Jack bounds out of bed, and appears in my bedroom doorway like some sort of magic. His lanky arms wrap tight around my neck as he falls into my bed. I pretend to be asleep until he turns and insists that I spoon his little frame, he melts and molds into my arms. This morning routine is almost religious for my four year old.
"Is it video game day mama?" he asks.
"No baby, but you can watch George if you want."
Jackie-boy breaks free from my tired embrace and a loud "woohoo!" follows him down the hall. I can be one of those obsessed mothers who worries that surely my kids brains are fried due to television marathons but today is not one of those days. And besides, it's Curious George, that little monkey has saved us in more ways than one.
During the entire year of three, Jack could not resist puddles. It's as if they called to him, like they knew his first name and had a window to his heart. This made for many wet curls, muddy brown socks and endless laundry. My hopes of ever being on time to preschool were pretty much a pipe dream; the call of the puddles was just too great.
It seemed like there were a million other tiny things like the puddles. Things like running his fingers through every groove of the brick on our old row house, pulling out the bottom toilet paper roll at the grocery store display or having to pick every dandelion in sight. A messy disaster could be waiting for me around any corner. On days with agendas and schedules, he could make me so crazy.
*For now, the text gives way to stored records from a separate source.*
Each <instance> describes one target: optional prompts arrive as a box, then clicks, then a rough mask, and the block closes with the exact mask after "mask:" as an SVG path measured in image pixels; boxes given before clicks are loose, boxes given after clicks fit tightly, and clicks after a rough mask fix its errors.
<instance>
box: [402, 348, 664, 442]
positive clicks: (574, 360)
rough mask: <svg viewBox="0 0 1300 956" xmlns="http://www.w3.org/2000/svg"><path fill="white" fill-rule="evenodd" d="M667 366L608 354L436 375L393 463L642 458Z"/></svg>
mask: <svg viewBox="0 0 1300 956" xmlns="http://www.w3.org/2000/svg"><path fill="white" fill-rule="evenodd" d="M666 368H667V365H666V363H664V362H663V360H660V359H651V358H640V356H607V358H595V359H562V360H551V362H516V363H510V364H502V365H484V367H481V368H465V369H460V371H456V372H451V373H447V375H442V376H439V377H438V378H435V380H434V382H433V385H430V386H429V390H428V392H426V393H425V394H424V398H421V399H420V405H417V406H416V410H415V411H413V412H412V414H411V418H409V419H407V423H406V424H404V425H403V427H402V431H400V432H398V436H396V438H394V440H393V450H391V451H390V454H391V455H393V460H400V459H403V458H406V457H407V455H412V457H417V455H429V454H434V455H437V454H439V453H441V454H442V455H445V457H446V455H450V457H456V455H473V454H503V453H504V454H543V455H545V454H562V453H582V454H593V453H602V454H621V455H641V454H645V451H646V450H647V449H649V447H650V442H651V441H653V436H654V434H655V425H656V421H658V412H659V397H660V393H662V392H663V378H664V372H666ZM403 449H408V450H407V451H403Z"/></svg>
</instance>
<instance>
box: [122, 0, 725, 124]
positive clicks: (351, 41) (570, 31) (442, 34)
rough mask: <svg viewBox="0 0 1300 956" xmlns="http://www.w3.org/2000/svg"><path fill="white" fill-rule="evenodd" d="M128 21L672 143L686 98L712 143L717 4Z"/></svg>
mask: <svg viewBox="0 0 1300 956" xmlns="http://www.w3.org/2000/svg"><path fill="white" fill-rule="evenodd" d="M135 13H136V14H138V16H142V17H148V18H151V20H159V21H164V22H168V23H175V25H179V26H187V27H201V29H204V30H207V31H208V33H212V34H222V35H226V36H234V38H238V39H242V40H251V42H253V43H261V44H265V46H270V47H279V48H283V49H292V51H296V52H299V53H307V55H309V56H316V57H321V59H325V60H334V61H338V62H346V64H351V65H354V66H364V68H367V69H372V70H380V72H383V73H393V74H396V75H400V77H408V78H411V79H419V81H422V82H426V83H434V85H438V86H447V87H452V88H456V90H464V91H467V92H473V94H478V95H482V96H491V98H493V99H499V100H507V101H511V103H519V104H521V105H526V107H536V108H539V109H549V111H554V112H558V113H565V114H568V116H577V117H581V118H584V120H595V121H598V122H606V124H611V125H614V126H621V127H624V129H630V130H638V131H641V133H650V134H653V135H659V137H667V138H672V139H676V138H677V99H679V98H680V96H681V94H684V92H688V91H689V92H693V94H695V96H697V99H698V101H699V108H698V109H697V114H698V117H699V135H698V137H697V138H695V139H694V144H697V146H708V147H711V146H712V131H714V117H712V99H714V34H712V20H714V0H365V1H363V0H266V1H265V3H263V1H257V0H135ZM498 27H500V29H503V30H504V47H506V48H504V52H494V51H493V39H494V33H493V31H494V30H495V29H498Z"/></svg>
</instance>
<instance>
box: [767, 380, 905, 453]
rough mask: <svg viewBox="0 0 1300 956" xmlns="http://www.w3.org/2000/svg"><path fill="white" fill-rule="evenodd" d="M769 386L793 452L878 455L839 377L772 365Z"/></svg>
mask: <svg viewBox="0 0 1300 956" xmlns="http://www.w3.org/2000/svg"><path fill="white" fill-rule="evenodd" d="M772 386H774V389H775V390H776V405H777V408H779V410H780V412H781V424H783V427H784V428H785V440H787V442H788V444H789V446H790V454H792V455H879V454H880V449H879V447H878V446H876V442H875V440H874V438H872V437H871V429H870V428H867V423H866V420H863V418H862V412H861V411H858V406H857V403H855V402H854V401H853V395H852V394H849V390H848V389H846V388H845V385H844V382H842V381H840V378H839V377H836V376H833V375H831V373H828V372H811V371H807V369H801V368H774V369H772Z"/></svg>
I'm sure there are very few moments in parenting where something or someone reveals a whole new way of thinking but thankfully this happened to me. After a particularly tiring day Jack and I were watching Curious George. We have read the books for years but something was different seeing him on the screen that day. It never occurred to me that I've really been rearing a monkey all along. This happy little monkey who must try everything, his inquisitiveness driving his every decision, his need to soak up every part of his world. This was my boy in so many ways.
So now my sometimes motherhood feelings of personal affliction feel so much less personal. I have a new admiration for the man in the yellow hat. It is a camaraderie shared by parents who are rearing joyous little monkeys everywhere.